Reading Online Novel

Racing the Sun(68)



We walk back down the rest of Mount Solaro, hand in hand, and I don’t know the last time I’ve felt so damn free and so damn happy.





CHAPTER FIFTEEN


When July slides into August, like a hot greasy egg sliding off a frying pan, Capri becomes its most unbearable. No matter where you go, you run into people. People on the Via Tragara, people in the Piazzetta, people on the funicular, on the streets, down the private lanes, on the beaches, on the cliffs, on every square inch of the sea. There are German tourists, Swedish tourists, American tourists, Australian tourists, and yes, a lot of Italian tourists. Everyone comes to the island, if not for a day then for a few until the crowds begin to get to them, too. The color of the water loses its appeal, the dry climate and lavender-scented air become cloying, the food loses flavor and remains overpriced.

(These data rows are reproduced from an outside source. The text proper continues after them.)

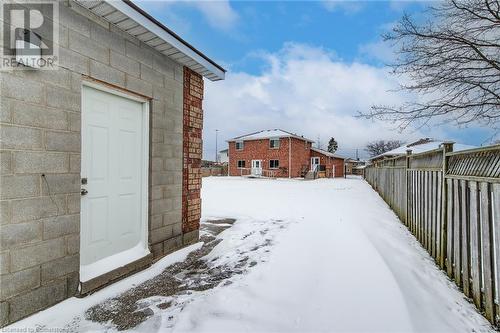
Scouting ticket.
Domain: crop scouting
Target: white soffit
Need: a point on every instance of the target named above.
(133, 20)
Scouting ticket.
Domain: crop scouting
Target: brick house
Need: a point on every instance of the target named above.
(278, 153)
(99, 158)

And then there’s the heat. Some days, it’s like the sea isn’t working at all, like the air is all jammed up in an invisible dam somewhere out there on the hazy horizon, and you’re breathing through a furnace. It’s dry, people will tell you, as if that makes a difference, but it’s still hot as hell and even the most powerful fans can’t break it up. Even a villa like the Limoni Tristi, in its lavishness, doesn’t have air-conditioning.

For the weeks that Capri becomes a living hell for those who live here, I create a routine. Alfonso and Annabella are out of school now as Italy prepares for August, the month where the whole country seems to go on holiday, so they inevitably become a part of it. Thankfully, the heat makes them agreeable to hanging around the house and not going anywhere, even if they are a bit cranky.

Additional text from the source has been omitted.